A Caixa Econômica Federal suspendeu temporariamente ontem todas as operações de crédito na área comercial e está orientando as pessoas interessadas no financiamento habitacional a aguardarem a estabilização do mercado. Isso significa que estão interrompidos todos os empréstimos à pessoa física para compra de carro ou eletrodoméstico ou mesmo financiamentos pessoais para dívidas no cheque especial.
A suspensão do crediário adotada pela CEF é uma tentativa de proteger os mutuários e a própria instituição da inadimplência. Com as altas taxas de juros, não é recomendável o aumento de dívidas.
Os empréstimos da carteira imobiliária não serão interrompidos, mas os gerentes vão recomendar cautela porque a TR (Taxa Referencial), que é calculada pela média das taxas pagas pelos bancos nos CDBs, tende a subir. A perspectiva é que a TR, que estava projetada em 1,2% para 30 dias, deverá chegar a 2% ao mês.

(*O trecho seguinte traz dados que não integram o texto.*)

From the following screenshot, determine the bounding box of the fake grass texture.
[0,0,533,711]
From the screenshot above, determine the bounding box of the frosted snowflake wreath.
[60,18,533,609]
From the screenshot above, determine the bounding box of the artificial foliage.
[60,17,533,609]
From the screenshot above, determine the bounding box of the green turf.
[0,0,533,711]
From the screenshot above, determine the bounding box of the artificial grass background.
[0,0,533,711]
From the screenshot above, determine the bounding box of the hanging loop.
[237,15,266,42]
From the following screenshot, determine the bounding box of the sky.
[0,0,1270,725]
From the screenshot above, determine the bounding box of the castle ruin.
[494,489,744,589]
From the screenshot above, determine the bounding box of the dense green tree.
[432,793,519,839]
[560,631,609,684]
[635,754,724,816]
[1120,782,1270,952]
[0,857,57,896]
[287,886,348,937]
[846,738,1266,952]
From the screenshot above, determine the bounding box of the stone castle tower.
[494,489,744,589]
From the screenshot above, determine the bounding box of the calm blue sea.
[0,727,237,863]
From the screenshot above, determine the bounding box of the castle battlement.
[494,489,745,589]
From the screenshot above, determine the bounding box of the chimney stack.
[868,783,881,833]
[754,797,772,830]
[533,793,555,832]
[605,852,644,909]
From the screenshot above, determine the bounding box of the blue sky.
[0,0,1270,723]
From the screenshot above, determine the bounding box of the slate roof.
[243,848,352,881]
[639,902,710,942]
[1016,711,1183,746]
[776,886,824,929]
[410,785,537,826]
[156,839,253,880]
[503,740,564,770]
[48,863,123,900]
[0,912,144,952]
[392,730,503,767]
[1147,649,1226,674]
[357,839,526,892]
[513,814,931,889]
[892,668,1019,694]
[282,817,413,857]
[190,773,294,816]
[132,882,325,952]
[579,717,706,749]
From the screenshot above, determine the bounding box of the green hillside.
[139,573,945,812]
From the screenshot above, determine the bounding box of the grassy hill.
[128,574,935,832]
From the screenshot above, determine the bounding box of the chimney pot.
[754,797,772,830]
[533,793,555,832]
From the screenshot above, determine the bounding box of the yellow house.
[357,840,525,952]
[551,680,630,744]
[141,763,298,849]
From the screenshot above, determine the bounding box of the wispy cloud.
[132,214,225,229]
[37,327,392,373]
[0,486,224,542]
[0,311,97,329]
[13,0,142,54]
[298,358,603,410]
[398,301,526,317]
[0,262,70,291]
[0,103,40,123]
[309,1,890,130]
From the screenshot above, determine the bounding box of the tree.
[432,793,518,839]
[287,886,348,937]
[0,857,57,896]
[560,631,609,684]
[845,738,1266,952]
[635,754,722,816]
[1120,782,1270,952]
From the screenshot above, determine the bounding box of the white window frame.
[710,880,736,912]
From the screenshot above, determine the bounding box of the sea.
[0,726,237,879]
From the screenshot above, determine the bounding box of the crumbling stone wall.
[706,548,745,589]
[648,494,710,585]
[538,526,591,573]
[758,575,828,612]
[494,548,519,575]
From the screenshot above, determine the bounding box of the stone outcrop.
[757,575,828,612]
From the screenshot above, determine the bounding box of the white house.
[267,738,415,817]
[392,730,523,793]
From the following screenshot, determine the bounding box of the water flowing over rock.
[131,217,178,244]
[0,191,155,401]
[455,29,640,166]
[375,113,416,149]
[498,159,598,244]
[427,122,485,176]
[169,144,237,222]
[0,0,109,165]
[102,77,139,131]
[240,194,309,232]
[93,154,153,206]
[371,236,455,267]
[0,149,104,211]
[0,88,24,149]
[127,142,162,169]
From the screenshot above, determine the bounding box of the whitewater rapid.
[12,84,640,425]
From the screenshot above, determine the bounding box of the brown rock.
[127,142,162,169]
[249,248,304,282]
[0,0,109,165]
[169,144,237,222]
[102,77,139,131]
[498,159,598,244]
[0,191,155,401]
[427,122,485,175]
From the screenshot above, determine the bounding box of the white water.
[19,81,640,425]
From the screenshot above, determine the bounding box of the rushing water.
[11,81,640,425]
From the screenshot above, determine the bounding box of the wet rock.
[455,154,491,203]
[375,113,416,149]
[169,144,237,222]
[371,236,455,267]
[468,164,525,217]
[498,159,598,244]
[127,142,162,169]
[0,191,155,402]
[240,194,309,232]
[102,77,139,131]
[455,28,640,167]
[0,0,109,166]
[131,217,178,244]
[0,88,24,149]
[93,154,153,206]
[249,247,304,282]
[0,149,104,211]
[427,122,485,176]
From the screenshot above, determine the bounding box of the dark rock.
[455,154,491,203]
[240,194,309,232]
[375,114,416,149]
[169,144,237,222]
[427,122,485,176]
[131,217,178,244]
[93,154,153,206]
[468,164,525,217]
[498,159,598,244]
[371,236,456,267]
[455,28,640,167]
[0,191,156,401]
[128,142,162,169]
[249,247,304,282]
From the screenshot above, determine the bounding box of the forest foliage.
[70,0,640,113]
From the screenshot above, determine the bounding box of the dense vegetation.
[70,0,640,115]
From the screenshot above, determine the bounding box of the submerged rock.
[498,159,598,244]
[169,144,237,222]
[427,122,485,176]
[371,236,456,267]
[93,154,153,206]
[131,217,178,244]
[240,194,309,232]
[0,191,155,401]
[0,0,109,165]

O impacto do aumento dessa taxa sobre os contratos imobiliários do SFH (Sistema Financeiro da Habitação) será no saldo devedor. É que ele é corrigido a cada mês, diferentemente das prestações. Pelo contrato de comprometimento de renda, a correção das prestações é mensal ou trimestral. Já pelo sistema de equivalência salarial, o reajuste ocorre na data-base da categoria do mutuário - portanto, uma vez a cada ano.
Com isso, o impacto do aumento das taxas de juros sobre as prestações será apenas na época do reajuste que consta do contrato habitacional. A assessoria de imprensa da CEF informou que as operações de penhor não serão afetadas.
A área financeira do Banco do Brasil alterou todas as taxas cobradas nos empréstimos feitos pela instituição. Os juros do cheque especial para os correntistas com conta-salário passaram de 6,9% para 11% ao mês. Para os que não recebem salário pelo banco, os juros são mais altos: saltaram de 7,9% para 12%. O crédito rotativo do cartão de crédito tem uma taxa de 12% ao mês. As operações de crédito do BB também foram suspensas ontem, mas algumas foram retomadas a partir da definição do novo patamar de juros.